Può essere una casualità: una giornata in cui, invece di proseguire verso l’abituale luogo di lavoro, si scende ad una fermata a caso, e s’inizia a vagabondare per la città. Finire con il perdersi inesorabilmente, affascinati e divertiti da ciò che curiosità e capriccio stanno mostrando: bene, siete ufficialmente promossi a flaneur. Se poi scrivete per professione, come il maestro Edmund White, potreste produrre un piccolo capolavoro: per Guanda Editore, 2005, pp. 170, euro 12.

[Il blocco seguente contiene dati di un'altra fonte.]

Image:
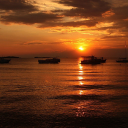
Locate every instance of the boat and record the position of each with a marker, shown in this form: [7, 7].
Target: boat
[123, 60]
[92, 60]
[3, 60]
[49, 61]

Dietro questa specie di guida di Parigi si nasconde il lavoro serio e scrupoloso dello studioso, distillato con la leggerezza del grande narratore. White ci racconta dei monumenti e degli angoli meno noti, della più sublime storia francese quanto di quella più meschina, di scrittori, di mercati, degli ebrei o degli omosessuali in Francia, dei caffè, degli incontri nei parchi negli anni in cui scriveva del suo saggio su Genet.

Un passeggiare per Parigi senza scopo apparente, ma intanto un osservare attento e impegnato: un museo che sta cadendo nell’oblio, i luoghi della vitale, contraddittoria Colette, i vecchi locali dove passò l’incanto esotico di Joséphine Baker, i luoghi di ritrovo dei gay, il Marais con le sue sinagoghe e i ristoranti kasher, l’ambiente creativo e stravagante del Club dei mangiatori di hashish. Al suo riferimento Baudelaire, lo scrittore si ripropone come bohemien moderno, artista in grado di percepire la vera essenza di un posto incantato che neppure chi ci abita ha la pazienza di cogliere nel suo spirito. Una scoperta che salta agli occhi, e stupisce. Per i francesi amare o meno la Piramide del Louvre è una questione politica: se sei di sinistra ti piace, se no niente. Quindi a degli amici americani che gli chiedevano la sua opinione, Edmund White ha risposto, serissimo: “certo che mi piace, sono socialista!”